Улыбаюсь и киваю на каждое слово. Кусаю губы, чтобы не рассмеяться нервно. Теперь снова хочется броситься ему на шею, но уже с поцелуями. Пять циклов – это много. Случиться может что угодно. Например, с меня снимут диагноз. Глупая надежда, конечно, но вдруг? Главное, что ничего непоправимого не произошло.

– Какой день отсчитала с начала периода? – спрашивает Публий, постепенно остывая.

Хмурюсь, с трудом вспоминая.

– Пятнадцатый.

– Даже не надеялся, что попаду в интервал, – усмехается военврач, – придешь ко мне между четвертым и восьмым, а пока молча отдашь Наилию вот это.

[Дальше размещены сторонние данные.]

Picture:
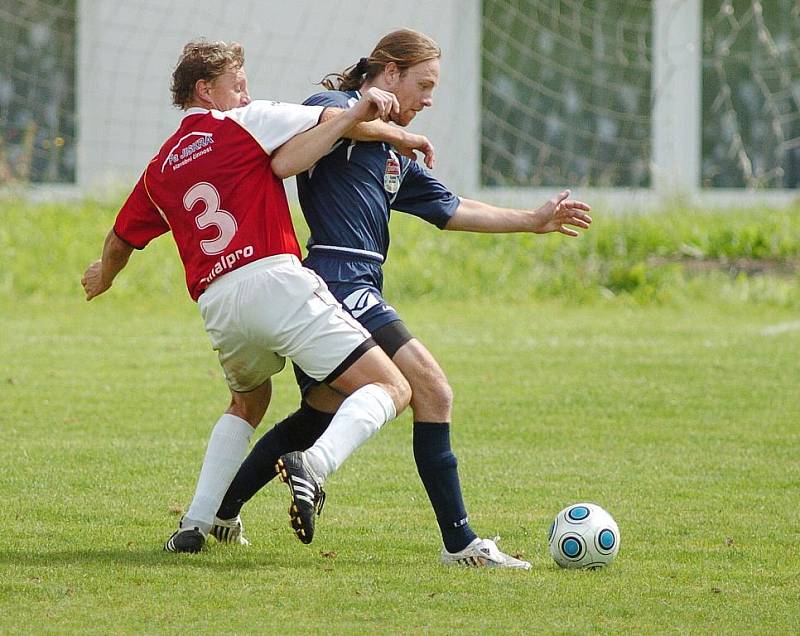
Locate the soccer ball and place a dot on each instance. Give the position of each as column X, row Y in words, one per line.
column 583, row 536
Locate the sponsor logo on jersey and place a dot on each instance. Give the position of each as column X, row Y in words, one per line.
column 360, row 301
column 391, row 174
column 226, row 263
column 181, row 154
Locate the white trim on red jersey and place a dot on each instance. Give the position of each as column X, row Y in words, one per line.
column 271, row 124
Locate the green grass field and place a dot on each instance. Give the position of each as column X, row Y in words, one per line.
column 673, row 402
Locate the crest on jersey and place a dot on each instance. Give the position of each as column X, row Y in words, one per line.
column 391, row 174
column 360, row 301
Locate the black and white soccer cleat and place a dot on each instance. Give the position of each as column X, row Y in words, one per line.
column 307, row 495
column 185, row 540
column 484, row 553
column 229, row 531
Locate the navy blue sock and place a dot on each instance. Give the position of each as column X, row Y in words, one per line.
column 438, row 468
column 299, row 431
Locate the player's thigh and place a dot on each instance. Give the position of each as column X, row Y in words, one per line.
column 251, row 405
column 373, row 366
column 432, row 397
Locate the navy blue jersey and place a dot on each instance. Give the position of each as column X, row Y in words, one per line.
column 347, row 197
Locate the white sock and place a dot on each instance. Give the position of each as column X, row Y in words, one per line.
column 359, row 417
column 227, row 447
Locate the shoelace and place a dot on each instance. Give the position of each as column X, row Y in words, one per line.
column 320, row 502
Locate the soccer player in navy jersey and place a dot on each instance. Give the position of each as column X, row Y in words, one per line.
column 215, row 184
column 346, row 199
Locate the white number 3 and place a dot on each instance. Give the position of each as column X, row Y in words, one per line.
column 211, row 215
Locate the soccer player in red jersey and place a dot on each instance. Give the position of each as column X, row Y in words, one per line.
column 216, row 185
column 347, row 201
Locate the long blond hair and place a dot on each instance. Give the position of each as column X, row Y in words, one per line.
column 404, row 47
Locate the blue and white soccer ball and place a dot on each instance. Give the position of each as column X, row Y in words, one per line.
column 583, row 536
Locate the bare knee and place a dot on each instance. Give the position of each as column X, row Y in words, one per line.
column 432, row 400
column 252, row 405
column 401, row 393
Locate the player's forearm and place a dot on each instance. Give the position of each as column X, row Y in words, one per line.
column 304, row 150
column 476, row 216
column 116, row 253
column 100, row 275
column 375, row 130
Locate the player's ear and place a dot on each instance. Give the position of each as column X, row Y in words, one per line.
column 202, row 89
column 391, row 73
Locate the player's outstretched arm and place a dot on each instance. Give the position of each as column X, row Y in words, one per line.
column 304, row 150
column 554, row 216
column 100, row 275
column 408, row 144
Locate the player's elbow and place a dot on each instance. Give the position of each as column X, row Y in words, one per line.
column 283, row 167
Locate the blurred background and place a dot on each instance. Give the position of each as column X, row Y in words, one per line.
column 633, row 102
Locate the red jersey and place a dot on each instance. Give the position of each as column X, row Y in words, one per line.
column 212, row 185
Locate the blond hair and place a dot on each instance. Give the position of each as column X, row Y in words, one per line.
column 203, row 60
column 404, row 47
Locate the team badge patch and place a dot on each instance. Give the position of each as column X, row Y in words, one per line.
column 360, row 301
column 391, row 175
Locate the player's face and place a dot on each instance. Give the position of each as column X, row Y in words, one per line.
column 229, row 90
column 414, row 90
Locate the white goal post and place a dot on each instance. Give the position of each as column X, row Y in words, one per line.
column 631, row 104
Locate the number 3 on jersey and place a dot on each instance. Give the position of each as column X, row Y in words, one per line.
column 211, row 215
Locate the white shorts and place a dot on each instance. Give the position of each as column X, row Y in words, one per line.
column 272, row 309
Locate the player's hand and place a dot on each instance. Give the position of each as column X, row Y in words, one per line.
column 559, row 212
column 92, row 281
column 417, row 143
column 375, row 104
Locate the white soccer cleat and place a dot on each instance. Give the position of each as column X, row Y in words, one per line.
column 229, row 531
column 483, row 553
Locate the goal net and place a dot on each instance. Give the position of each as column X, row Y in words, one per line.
column 534, row 93
column 567, row 93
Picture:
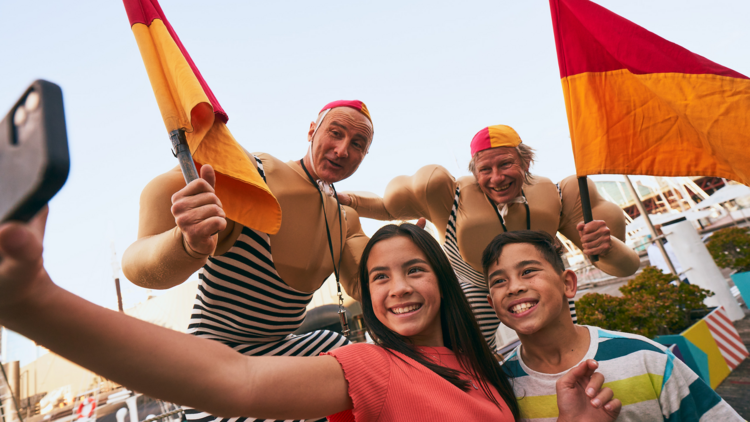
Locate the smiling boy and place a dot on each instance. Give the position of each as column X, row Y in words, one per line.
column 529, row 290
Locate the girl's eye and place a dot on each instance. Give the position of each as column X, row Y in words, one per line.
column 377, row 277
column 496, row 281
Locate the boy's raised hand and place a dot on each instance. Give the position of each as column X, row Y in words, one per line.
column 21, row 265
column 581, row 398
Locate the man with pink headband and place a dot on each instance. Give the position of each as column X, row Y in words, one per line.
column 502, row 195
column 248, row 297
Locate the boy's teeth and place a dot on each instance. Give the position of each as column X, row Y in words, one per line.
column 522, row 307
column 405, row 309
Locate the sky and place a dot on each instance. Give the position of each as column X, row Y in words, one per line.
column 431, row 73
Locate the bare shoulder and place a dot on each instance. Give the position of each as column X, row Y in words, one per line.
column 539, row 182
column 464, row 181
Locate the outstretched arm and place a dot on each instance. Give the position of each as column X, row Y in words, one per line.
column 177, row 229
column 155, row 360
column 428, row 193
column 605, row 236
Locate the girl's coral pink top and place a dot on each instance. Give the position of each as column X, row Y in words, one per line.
column 385, row 388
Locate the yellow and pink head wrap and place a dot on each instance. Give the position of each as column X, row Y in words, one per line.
column 494, row 137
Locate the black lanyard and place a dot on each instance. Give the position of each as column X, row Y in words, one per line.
column 500, row 217
column 342, row 314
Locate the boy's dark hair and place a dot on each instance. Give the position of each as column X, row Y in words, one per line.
column 547, row 245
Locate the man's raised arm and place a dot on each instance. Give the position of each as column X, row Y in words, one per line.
column 177, row 230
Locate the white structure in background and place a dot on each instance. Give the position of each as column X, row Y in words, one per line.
column 703, row 271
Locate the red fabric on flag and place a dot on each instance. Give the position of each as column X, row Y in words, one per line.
column 145, row 11
column 593, row 39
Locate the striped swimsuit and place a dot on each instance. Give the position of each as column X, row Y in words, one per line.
column 243, row 303
column 473, row 283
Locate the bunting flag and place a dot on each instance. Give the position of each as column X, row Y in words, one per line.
column 639, row 104
column 186, row 102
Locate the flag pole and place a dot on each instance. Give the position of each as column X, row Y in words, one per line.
column 181, row 150
column 650, row 226
column 583, row 187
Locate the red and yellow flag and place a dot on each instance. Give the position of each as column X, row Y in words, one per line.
column 186, row 102
column 639, row 104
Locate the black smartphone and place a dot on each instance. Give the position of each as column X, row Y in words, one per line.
column 34, row 160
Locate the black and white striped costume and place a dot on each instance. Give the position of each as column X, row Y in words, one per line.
column 243, row 303
column 473, row 284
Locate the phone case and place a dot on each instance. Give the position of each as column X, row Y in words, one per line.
column 34, row 160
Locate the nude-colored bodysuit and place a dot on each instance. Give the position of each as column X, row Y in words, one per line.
column 300, row 248
column 255, row 288
column 467, row 223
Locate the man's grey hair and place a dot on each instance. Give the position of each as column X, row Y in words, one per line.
column 527, row 159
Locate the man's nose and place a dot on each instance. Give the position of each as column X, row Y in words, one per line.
column 497, row 177
column 342, row 148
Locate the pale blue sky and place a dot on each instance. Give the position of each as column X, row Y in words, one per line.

Капитан достает из кармана квадратную упаковку, похожую на витаминный напиток из сухпайка и кладет в мою ладонь. Внутри прощупывается мягкое кольцо.

– Он мальчик взрослый, всё поймет. А это мой номер телефона на карточке. Звони, хорошо?

Киваю еще раз и улыбаюсь.

– Спасибо, капитан Назо!

Публий вздыхает совсем тяжко и подает руку, помогая встать с кушетки.

– Иди, генерал уже заждался.

Киваю на прощание и убегаю совершенно счастливая.